Getting Fast ROI With Your Big Data Projects

by Vineet Tyagi, CTO, Impetus

The world today is heavily networked and social, we as a society are living out our digital lives generating amounts of data never seen before. Enterprise CIO's and CTO’s are being called out to face several unique challenges. Firstly, they have to deal with increasing amounts of data being generated at an increasing rate, this data is not necessarily structured and cannot be stored and analyzed by RDBMS engines. Secondly, generation of deeper and more valuable insights requires integrating multiple internal silo’s of information with social data, something the current data warehouses are not geared up for. Thirdly, existing warehouses are being asked to support application of Data Science algorithms for predictive analytics, again something they are not geared up to do. Last and most importantly, with an exponential rise in data assets being managed today the cost of storing and analyzing in the current data warehouse is spiraling out of control. Enterprise CIO’s and CTO’s are looking for ways to reduce the costs along with reduce time to insights by Faster Processing/ Analytics. 

A Hadoop Warehouse architecture is in essence a massive, easily accessible, flexible and scalable data repository built on inexpensive computer hardware. Hadoop can store uncategorized pools of data “as is”, including data immediately of interest, data potentially of interest and data for which the intended usage is not yet known. The Hadoop Warehouse brings newer capabilities and insights to business users which include but not limited to the following:

Active Archive: One place to store all your data, in any format, at any volume, for as long as you like, allowing you to address compliance requirements and deliver data on demand to satisfy internal and external regulatory demands.

Transformation and Processing: ETL workloads that previously had to run on expensive systems can migrate to the Hadoop Warehouse, where they run at very low cost, in parallel, much faster than before. Optimizing the placement of these workloads and the data on which they operate frees the capacity on high-end analytic and data warehouse systems, making them more valuable by allowing them to concentrate on the business- critical OLAP and other applications that they run.

Self-Service Exploratory BI: Users frequently want access to enterprise data for reporting, exploration, and analysis. Production enterprise data warehouse systems must often be protected from casual use so they can run the mission-critical financial and operational workloads they support. A Hadoop Warehouse on the contrary allows users to explore data, with full security, most traditional interactive business intelligence tools support Hadoop connectivity today.

Advanced Analytics: Multiple computing frameworks that enable analytics, search, machine learning and more unlock value in new and old data sources. 

Several fortune 1000 companies who are adopting Hadoop powered Big Data warehouse as a replacement for the long-successful data warehouse solutions that use SQL to lower cost of data retention and produce better and faster BI follow a four stage strategy for building the Hadoop Warehouse.

Stage 1: Handle and Ingest Data at scale, as the first stage, the organization needs to determine the existing and new data source that it can leverage. The data sources are integrated and the variety of voluminous data is ingested at high velocity in Hadoop storage.

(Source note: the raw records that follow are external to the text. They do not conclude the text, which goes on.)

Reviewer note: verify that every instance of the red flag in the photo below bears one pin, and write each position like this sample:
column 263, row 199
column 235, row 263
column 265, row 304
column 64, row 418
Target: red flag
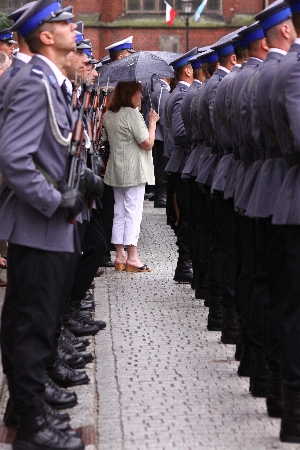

Stage 2: Building the Analytical Muscle, leveraging the data stored in Hadoop Warehouse, the organization builds batch, mini-batch and real time applications for enterprise usage, exploratory analytics and predictive use cases. Various tools and frameworks are utilized in this stage.

Stage 3: Stage 3: Enterprise Data Warehouse and Hadoop Warehouse Work in Unison, in a real world scenario, enterprise data warehouse (EDW) and Hadoop based warehouse would co-exist. The organization would create a strategy to leverage data and specific capabilities from each to its advantage.

Stage 4: Enterprise Capability in Hadoop Warehouse, broad adoption and confidence in Hadoop leads to retiring of existing warehouses and Hadoop being the platform of choice with full information governance, Meta data management and information lifecycle management capabilities.

Lastly, the top 3 tactics for immediate ROI from my experience are to use a Hadoop Warehouse for 

1. Pre-Processing: Use Hadoop as a “landing zone” before determining what data should be moved to the data warehouse and persist the data to provide a query able archive of cold data.

2. Offloading: Move infrequently accessed data from data warehouses into enterprise-grade Hadoop and also move associated workloads to be serviced from Hadoop. Additionally, leverage Hadoop’s large-scale batch processing efficiencies to preprocess and transform data for the warehouse.

3. Exploration: Use Hadoop to explore and discover new high value data from massive amounts of raw data and free up the data warehouse for more structured, deep analytics. Hadoop could also be used as an environment for ad hoc data discovery.